As for the politics, Mr. Trump recently said online that he knew “nothing about Project 2025. I have no idea who is behind it.” That may be true. The chance that Mr. Trump has read any of it is remote to nil, and he doesn’t want to be tied to anyone’s ideas since he prizes maximum ideological flexibility. The project’s chief sponsor, Heritage president Kevin Roberts, also gave opponents a sword when he boasted of “a second American revolution” that would be peaceful “if the left allows it to be.” This won’t help Mr. Trump with the swing voters he needs to win re-election.

But the left’s campaign against Project 2025 is reaching absurd decibels. You’d think Mr. Trump is a political mastermind hiding the secret plans he’ll implement with an army of shock troops marching in lockstep. If his first term is any guide, and it is the best we have, Mr.
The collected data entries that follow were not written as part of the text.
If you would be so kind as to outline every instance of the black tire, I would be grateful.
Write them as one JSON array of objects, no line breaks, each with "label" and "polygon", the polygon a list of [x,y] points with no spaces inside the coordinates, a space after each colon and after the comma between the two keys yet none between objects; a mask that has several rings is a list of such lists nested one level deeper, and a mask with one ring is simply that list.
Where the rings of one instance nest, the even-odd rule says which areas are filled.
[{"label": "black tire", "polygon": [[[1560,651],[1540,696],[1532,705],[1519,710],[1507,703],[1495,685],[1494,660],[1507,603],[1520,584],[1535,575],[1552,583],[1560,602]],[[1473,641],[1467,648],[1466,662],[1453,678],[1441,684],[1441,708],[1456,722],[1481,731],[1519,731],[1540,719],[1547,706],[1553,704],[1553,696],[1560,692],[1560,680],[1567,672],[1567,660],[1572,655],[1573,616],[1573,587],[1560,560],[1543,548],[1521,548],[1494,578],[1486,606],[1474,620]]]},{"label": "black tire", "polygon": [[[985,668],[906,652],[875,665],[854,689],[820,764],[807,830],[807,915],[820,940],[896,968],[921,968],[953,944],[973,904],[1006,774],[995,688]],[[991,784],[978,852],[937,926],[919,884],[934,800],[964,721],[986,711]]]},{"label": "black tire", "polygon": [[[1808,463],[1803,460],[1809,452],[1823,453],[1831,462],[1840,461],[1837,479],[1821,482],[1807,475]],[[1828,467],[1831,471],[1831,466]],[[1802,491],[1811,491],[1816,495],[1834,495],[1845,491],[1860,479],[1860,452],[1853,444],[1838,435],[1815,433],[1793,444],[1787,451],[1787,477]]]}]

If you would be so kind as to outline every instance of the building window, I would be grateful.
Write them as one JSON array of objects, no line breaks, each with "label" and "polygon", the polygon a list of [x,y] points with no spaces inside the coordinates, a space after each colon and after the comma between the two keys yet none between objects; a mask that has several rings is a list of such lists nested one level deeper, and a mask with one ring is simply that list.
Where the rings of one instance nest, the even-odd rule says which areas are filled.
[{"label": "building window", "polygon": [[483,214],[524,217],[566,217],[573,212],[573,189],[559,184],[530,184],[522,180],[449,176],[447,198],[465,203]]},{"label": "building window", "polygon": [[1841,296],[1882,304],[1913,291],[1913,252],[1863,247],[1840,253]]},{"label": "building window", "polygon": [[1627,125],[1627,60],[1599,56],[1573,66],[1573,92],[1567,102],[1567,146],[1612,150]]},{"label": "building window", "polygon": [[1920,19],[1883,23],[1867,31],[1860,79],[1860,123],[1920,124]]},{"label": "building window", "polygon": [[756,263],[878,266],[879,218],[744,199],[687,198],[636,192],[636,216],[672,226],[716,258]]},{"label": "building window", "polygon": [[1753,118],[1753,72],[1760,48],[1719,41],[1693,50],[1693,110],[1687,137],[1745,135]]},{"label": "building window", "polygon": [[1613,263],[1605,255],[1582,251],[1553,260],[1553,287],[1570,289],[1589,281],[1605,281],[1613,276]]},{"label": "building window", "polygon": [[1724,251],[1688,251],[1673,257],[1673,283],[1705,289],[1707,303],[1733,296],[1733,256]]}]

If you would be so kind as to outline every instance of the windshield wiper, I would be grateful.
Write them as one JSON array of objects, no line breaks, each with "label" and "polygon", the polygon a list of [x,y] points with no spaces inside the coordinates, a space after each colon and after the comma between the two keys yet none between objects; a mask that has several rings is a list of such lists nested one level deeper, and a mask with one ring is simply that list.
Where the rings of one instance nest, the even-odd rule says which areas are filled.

Trump will govern as a make-it-up-as-he-goes tactician rather than a strategist with a coherent policy guide. He’ll dodge and weave based on the news cycle and often based on whoever talks to him last.

Not much of the Project 2025 agenda is likely to happen, even if Republicans take the House and Senate. Democrats will block legislation with a filibuster. The bureaucracy will leak with abandon and oppose even the most minor reforms to the civil service. The press will revert to full resistance mode, and Mr. Trump’s staff will trip over their own ambitions.

Democrats know this, which is why they fear Trump II less than they claim. They’re targeting Project 2025 to distract from their own failed and unpopular policies.